Getting started¶

xtas can be run locally or on a cluster; the Architecture overview explains this in more detail. This guide shows first how to get xtas running locally, then how to run it as a distributed service.

Installation¶

xtas runs on Linux (patches to support OS X are welcome). It depends on Python 2.7, SciPy, the Java Runtime (JRE) and RabbitMQ. On a Debian/Ubuntu/Linux Mint system, these dependencies can be installed with:

sudo apt-get install libatlas-dev liblapack-dev rabbitmq-server \
    python-scipy openjdk-7-jre python-virtualenv build-essential \
    python-pip libxslt-dev

For CentOS/Fedora/Red Hat-style systems (this list is incomplete):

sudo yum install atlas-devel java-1.7.0-openjdk lapack-devel \
    libxslt-devel numpy python-devel rabbitmq-server scipy

(RabbitMQ is an EPEL package.)

Next, set up a virtualenv for xtas:

virtualenv --system-site-packages /some/where
. /some/where/bin/activate

Use pip to install xtas. To get the latest release:

pip install xtas

To get the bleeding edge version from GitHub:

pip install git+https://github.com/NLeSC/xtas.git

For installing from local source (if you want to modify xtas), see Extending xtas.

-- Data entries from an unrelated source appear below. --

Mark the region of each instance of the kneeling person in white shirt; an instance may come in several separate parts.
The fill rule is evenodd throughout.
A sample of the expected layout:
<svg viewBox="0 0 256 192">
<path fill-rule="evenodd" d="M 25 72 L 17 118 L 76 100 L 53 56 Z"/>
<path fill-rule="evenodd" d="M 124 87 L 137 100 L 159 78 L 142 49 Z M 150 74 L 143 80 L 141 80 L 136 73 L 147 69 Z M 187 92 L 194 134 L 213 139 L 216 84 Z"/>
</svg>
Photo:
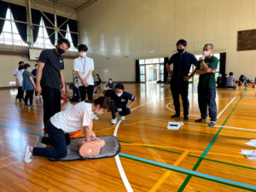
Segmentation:
<svg viewBox="0 0 256 192">
<path fill-rule="evenodd" d="M 53 148 L 37 148 L 27 146 L 26 148 L 24 161 L 32 161 L 32 155 L 61 159 L 67 156 L 67 148 L 65 134 L 85 130 L 87 141 L 96 137 L 92 131 L 93 114 L 102 114 L 110 110 L 110 101 L 107 96 L 101 96 L 91 103 L 81 102 L 70 108 L 59 112 L 48 120 L 45 130 L 50 137 Z"/>
</svg>

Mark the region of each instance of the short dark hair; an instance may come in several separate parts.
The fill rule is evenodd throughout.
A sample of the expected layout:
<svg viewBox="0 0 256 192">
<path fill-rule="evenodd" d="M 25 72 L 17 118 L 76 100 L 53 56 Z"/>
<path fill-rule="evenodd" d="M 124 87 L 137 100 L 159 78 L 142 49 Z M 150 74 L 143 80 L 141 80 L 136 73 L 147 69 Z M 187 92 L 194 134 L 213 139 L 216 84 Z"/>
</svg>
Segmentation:
<svg viewBox="0 0 256 192">
<path fill-rule="evenodd" d="M 100 105 L 101 108 L 108 109 L 108 112 L 111 110 L 110 100 L 108 96 L 100 96 L 94 100 L 93 102 L 96 105 Z"/>
<path fill-rule="evenodd" d="M 31 67 L 31 66 L 30 66 L 28 63 L 26 63 L 26 64 L 24 65 L 24 68 L 25 68 L 25 69 L 27 69 L 28 67 Z"/>
<path fill-rule="evenodd" d="M 184 40 L 184 39 L 179 39 L 179 40 L 177 42 L 176 46 L 177 46 L 177 45 L 179 45 L 179 44 L 182 44 L 182 45 L 183 45 L 184 47 L 186 47 L 186 46 L 187 46 L 187 42 L 186 42 L 186 40 Z"/>
<path fill-rule="evenodd" d="M 59 40 L 58 40 L 58 42 L 57 42 L 57 44 L 60 45 L 60 44 L 66 44 L 67 45 L 67 47 L 68 47 L 68 49 L 70 48 L 70 42 L 68 41 L 68 39 L 67 39 L 67 38 L 60 38 Z"/>
<path fill-rule="evenodd" d="M 125 90 L 124 84 L 117 84 L 114 87 L 114 89 L 119 89 L 119 90 Z"/>
<path fill-rule="evenodd" d="M 79 52 L 80 51 L 87 51 L 88 47 L 85 44 L 79 44 L 78 47 Z"/>
<path fill-rule="evenodd" d="M 20 66 L 19 68 L 18 68 L 19 71 L 22 70 L 22 69 L 24 69 L 24 66 Z"/>
</svg>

Try it out in a Python shell:

>>> from xtas.tasks import tokenize
>>> tokenize("Hello, world!")
[u'Hello', u',', u'world', u'!']

If you only want to use xtas as a library on your local machine, you’re done. Check the API reference for what xtas can do.

Distributed xtas¶

To run xtas in distributed mode, you need to have RabbitMQ and, optionally, Elasticsearch running on some machine. xtas by default assumes that these are running locally on their standard ports. If they are not, run:

python -m xtas.make_config

and edit the generated configuration file, xtas_config.py, to point xtas to RabbitMQ BROKER_URL (see Celery configuration for details) and Elasticsearch. Make sure this file is somewhere in your PYTHONPATH (test this with python -c 'import xtas_config').

Then start an xtas worker:

python -m xtas.worker --loglevel=info &

If you want to use the xtas REST API, also start the webserver:

python -m xtas.webserver &

Verify that it works:

curl http://localhost:5000/tasks | python -m json.tool

You should see a list of supported tasks.

Now to perform some actual work, make sure Elasticsearch is populated with documents, and visit a URL such as

http://localhost:5000/run_es/morphy/20news/post/1/text

This runs the Morphy morphological analyzer on the “text” field of “post” 1 in ES index “20news”. After some time, the results from Morphy are written to a child document of this post, that can be obtained using:

curl http://localhost:9200/20news/post__morphy/1?parent=1

You can now run the unittest suite using:

python setup.py test

in the source directory (pip install nose if needed). This requires a running worker process and Elasticsearch. Running the tests first is a good idea, because it will fetch some dependencies (e.g. NLTK models) that will otherwise be fetched on demand.

To learn more about using xtas as a distributed text analysis engine, see the xtas + Elasticsearch tutorial.

Running as a service¶

xtas can be run as a service on Linux. See the directory init.d in the xtas source distribution for example init scripts.